Excerpt
At a Christmas Eve gathering in 2008, a natural gas explosion (9/9/2010) in a suburban Sacramento neighborhood killed a 72-year-old man and injured his daughter and granddaughter. Investigators determined that Pacific Gas and Electric was to blame for a leak, but federal and state regulators never cited the utility for safety violations.
It was one example of what many experts and studies say is weak oversight of gas pipelines in the United States, a problem that has contributed to hundreds of pipeline episodes that have killed 60 people and injured 230 others in the last five years. Those figures do not include the final toll of the explosion of another Pacific Gas and Electric pipeline this month in San Bruno, Calif., that left seven people dead and more than 50 injured.
Though the cause of that explosion was still under investigation, it was the latest event to raise concerns among safety experts. Several independent government reviews, going back several years, have found systemic problems with the way the Pipeline and Hazardous Materials Safety Administration, the federal agency in charge of pipeline oversight, enforces safety rules.

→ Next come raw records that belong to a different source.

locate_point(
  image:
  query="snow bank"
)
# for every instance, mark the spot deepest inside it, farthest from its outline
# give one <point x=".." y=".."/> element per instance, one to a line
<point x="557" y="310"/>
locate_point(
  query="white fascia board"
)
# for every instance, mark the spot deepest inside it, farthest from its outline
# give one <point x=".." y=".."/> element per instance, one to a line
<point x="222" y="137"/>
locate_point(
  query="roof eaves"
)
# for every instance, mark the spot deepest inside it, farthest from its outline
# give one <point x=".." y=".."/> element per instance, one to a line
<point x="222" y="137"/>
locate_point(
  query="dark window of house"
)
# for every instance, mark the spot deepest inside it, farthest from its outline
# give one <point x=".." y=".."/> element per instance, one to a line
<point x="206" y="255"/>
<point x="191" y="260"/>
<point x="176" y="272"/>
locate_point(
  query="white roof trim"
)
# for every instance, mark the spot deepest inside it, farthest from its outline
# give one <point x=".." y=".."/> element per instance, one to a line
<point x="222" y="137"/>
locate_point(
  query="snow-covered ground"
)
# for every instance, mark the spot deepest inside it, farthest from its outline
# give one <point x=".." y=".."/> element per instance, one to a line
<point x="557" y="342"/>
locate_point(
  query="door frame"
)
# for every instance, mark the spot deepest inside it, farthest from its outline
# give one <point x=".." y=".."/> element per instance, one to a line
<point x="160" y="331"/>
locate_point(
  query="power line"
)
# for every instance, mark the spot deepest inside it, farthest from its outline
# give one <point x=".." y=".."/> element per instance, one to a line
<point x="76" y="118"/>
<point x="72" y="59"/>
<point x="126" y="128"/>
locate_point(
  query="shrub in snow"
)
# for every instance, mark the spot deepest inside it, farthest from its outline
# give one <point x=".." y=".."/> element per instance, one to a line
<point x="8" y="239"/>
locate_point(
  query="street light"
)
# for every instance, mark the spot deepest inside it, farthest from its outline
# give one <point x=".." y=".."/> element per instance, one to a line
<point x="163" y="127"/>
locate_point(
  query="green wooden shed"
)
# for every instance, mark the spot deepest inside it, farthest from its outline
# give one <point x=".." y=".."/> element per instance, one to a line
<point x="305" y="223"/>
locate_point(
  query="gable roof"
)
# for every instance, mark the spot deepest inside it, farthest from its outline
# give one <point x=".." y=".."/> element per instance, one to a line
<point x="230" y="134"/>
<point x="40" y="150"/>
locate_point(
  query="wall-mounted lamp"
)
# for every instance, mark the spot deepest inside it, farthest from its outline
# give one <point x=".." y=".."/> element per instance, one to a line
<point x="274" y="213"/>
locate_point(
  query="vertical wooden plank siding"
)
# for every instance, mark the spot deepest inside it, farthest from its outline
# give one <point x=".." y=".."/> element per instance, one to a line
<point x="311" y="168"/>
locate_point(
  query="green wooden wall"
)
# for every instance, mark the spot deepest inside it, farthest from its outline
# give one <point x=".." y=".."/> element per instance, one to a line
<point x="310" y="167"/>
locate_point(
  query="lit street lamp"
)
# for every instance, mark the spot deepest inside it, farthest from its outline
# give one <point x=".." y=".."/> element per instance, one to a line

In 2004, for example, the General Accounting Office documented how pipeline safety enforcement “needs further strengthening.” It noted that average fines of less than $30,000 offered little deterrence and that the agency had trouble collecting the fines.
A 2008 Congressional Research Service report said that the enforcement strategy of federal agencies of the nation’s pipelines was an “ongoing concern.”
“I believe there is a lack of a strong safety culture in the natural gas industry,” said Jim Hall, the chairman of the National Transportation Safety Board from 1994 to 2001 and an experienced pipeline investigator. “When you have a lack of enforcement activity, you end up with a tragedy.”
An examination of the pipeline agency’s safety record points to many shortcomings, as well. For example, a review by The New York Times of all enforcement cases initiated during the past eight years shows that a third of them are unresolved.
NOTE: There is confusion in the Times article; the linked reference to the "natural gas explosion" in the article is a 9/9/2010 incident, NOT 2008.